The book comes with a good selection of ‘After Reading’ Activities focusing on grammar and vocabulary, some information on the authors as well as a CD. It is spoken very clearly by several speakers, male and female, some of them using the accent of the country the story is set in. Listening to them certainly brings the stories alive.
Dr. Christine Zeiler taught English and Geography for 36 years at GRG XIX Billrothstraße and for 7 years at Sir Karl Popper-Schule at Wiedner Gürtel. Her English Drama Group performed one to two plays a year in English for about 20 years.

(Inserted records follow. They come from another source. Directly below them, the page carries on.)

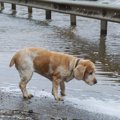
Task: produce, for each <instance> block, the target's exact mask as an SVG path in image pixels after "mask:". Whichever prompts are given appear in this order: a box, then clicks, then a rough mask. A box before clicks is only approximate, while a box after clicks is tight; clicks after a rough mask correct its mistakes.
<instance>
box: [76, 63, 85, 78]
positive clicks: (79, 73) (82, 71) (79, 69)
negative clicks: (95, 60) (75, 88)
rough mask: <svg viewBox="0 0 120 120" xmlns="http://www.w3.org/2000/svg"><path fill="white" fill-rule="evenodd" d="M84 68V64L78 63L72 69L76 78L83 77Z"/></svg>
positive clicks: (80, 77)
mask: <svg viewBox="0 0 120 120" xmlns="http://www.w3.org/2000/svg"><path fill="white" fill-rule="evenodd" d="M85 70H86V66H83V65H78V66H77V67H76V68H75V69H74V76H75V78H76V79H77V80H82V79H83V77H84V73H85Z"/></svg>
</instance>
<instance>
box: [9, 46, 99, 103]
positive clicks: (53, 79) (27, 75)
mask: <svg viewBox="0 0 120 120" xmlns="http://www.w3.org/2000/svg"><path fill="white" fill-rule="evenodd" d="M14 64H15V67H16V69H17V70H18V72H19V75H20V79H21V81H20V83H19V87H20V89H21V91H22V93H23V97H24V98H26V99H30V98H31V97H33V95H32V94H28V92H27V89H26V85H27V83H28V82H29V81H30V79H31V77H32V75H33V72H36V73H39V74H40V75H42V76H44V77H46V78H48V79H49V80H51V81H52V94H53V96H54V98H55V100H57V101H59V100H62V98H61V97H60V96H58V87H59V85H60V89H61V95H62V96H65V83H64V82H68V81H70V80H72V79H73V78H76V79H77V80H83V81H85V82H86V83H87V84H89V85H93V84H96V83H97V80H96V77H95V65H94V63H93V62H91V61H90V60H84V59H79V58H77V57H74V56H72V55H67V54H64V53H60V52H54V51H49V50H46V49H43V48H25V49H22V50H20V51H18V52H17V53H16V54H15V55H14V56H13V57H12V59H11V62H10V65H9V66H10V67H11V66H13V65H14Z"/></svg>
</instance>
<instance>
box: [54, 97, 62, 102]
mask: <svg viewBox="0 0 120 120" xmlns="http://www.w3.org/2000/svg"><path fill="white" fill-rule="evenodd" d="M55 100H56V101H57V102H58V101H63V98H62V97H60V96H58V97H56V98H55Z"/></svg>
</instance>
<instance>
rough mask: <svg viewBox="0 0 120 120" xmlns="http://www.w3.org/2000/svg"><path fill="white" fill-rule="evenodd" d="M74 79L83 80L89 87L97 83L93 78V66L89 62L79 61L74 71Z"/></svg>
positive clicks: (96, 80) (93, 70)
mask: <svg viewBox="0 0 120 120" xmlns="http://www.w3.org/2000/svg"><path fill="white" fill-rule="evenodd" d="M74 77H75V78H76V79H77V80H83V81H85V82H86V83H87V84H89V85H94V84H96V83H97V80H96V77H95V65H94V63H93V62H91V61H90V60H80V61H79V63H78V65H77V66H76V67H75V69H74Z"/></svg>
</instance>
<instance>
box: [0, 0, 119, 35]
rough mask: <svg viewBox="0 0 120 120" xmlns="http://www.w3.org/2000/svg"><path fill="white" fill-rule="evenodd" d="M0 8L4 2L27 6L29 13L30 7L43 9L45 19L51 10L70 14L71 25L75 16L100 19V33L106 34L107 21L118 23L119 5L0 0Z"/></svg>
mask: <svg viewBox="0 0 120 120" xmlns="http://www.w3.org/2000/svg"><path fill="white" fill-rule="evenodd" d="M0 3H1V4H0V6H1V7H0V9H1V10H3V9H4V3H10V4H12V10H14V11H15V10H16V5H22V6H28V12H29V14H32V8H38V9H45V10H46V19H51V11H55V12H59V13H64V14H70V21H71V25H76V16H83V17H88V18H94V19H99V20H101V34H105V35H106V34H107V21H111V22H117V23H120V5H112V4H107V3H98V2H87V1H65V0H0Z"/></svg>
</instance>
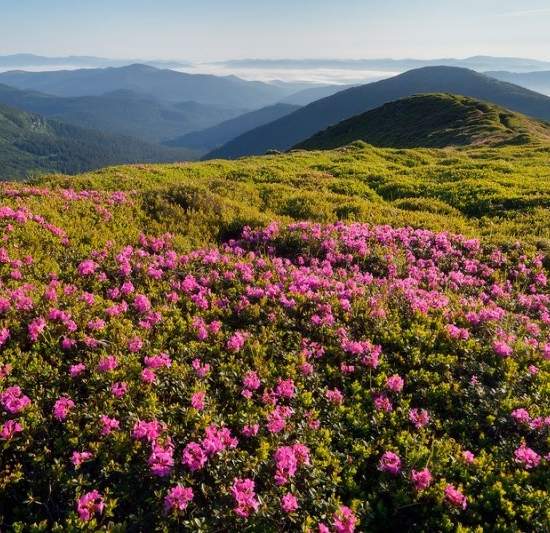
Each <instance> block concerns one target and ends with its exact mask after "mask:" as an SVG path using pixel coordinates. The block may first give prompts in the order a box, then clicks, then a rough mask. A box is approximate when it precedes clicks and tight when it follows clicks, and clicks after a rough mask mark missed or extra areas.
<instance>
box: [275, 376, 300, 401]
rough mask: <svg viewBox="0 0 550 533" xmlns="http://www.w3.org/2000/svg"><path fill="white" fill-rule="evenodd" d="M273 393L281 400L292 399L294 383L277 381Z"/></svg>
mask: <svg viewBox="0 0 550 533" xmlns="http://www.w3.org/2000/svg"><path fill="white" fill-rule="evenodd" d="M275 393H276V394H277V395H278V396H281V397H282V398H293V397H294V394H296V387H295V385H294V381H292V380H291V379H279V382H278V383H277V387H276V389H275Z"/></svg>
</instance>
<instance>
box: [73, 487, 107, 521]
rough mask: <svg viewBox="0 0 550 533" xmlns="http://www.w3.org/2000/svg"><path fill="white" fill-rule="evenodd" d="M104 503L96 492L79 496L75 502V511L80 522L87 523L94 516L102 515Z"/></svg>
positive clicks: (104, 507) (100, 495)
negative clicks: (76, 511)
mask: <svg viewBox="0 0 550 533" xmlns="http://www.w3.org/2000/svg"><path fill="white" fill-rule="evenodd" d="M104 509H105V502H104V500H103V496H101V494H100V493H99V492H98V491H97V490H92V491H90V492H87V493H86V494H84V495H83V496H81V497H80V498H79V499H78V500H77V502H76V511H77V513H78V516H79V517H80V520H82V521H84V522H87V521H89V520H91V519H92V518H93V517H94V515H95V514H101V513H103V510H104Z"/></svg>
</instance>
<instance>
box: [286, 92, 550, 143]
mask: <svg viewBox="0 0 550 533" xmlns="http://www.w3.org/2000/svg"><path fill="white" fill-rule="evenodd" d="M358 140H360V141H365V142H367V143H369V144H372V145H374V146H387V147H394V148H415V147H438V148H442V147H445V146H464V145H501V144H524V143H528V142H533V141H537V140H541V141H544V142H549V141H550V125H549V124H545V123H543V122H539V121H535V120H533V119H529V118H527V117H525V116H524V115H520V114H518V113H513V112H511V111H507V110H506V109H503V108H501V107H499V106H496V105H494V104H489V103H486V102H481V101H479V100H476V99H474V98H469V97H466V96H457V95H449V94H422V95H419V96H411V97H409V98H403V99H401V100H397V101H395V102H390V103H388V104H384V105H383V106H382V107H379V108H376V109H373V110H372V111H367V112H366V113H363V114H361V115H358V116H355V117H352V118H350V119H347V120H344V121H342V122H340V123H339V124H337V125H335V126H331V127H330V128H327V129H326V130H323V131H321V132H319V133H317V134H315V135H314V136H313V137H310V138H309V139H308V140H306V141H304V142H302V143H299V144H298V145H297V146H296V147H295V148H303V149H307V150H319V149H323V150H326V149H331V148H338V147H340V146H344V145H347V144H350V143H352V142H354V141H358Z"/></svg>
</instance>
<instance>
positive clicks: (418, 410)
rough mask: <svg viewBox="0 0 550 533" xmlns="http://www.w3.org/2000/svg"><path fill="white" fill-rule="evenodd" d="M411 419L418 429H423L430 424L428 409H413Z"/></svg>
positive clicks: (412, 422) (411, 411) (411, 412)
mask: <svg viewBox="0 0 550 533" xmlns="http://www.w3.org/2000/svg"><path fill="white" fill-rule="evenodd" d="M409 420H410V421H411V422H412V423H413V424H414V427H415V428H416V429H421V428H423V427H424V426H427V425H428V423H429V421H430V415H429V414H428V411H426V409H411V410H410V411H409Z"/></svg>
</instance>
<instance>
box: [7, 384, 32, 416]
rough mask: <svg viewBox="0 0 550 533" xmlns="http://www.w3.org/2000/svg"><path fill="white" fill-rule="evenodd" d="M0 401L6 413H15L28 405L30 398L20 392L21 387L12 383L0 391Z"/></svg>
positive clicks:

Dr. Zeiler retired from her official job in 2008. Since then she has worked for TEA for three years, taught and examined for the Berufsreifeprüfung in English at Berufsförderungsinstitut (Bfi), trained and worked with the British Council as an Oral Examiner for the Cambridge Exams and acted as a travel guide and trainer for future travel guides for her daughter’s Travel Guiding Academy Club Europa.
Apart from minding her granddaughter, she currently works for Caritas, giving German lessons to Syrian, Iraqui and Afghan refugees as well as to a lady from Nigeria.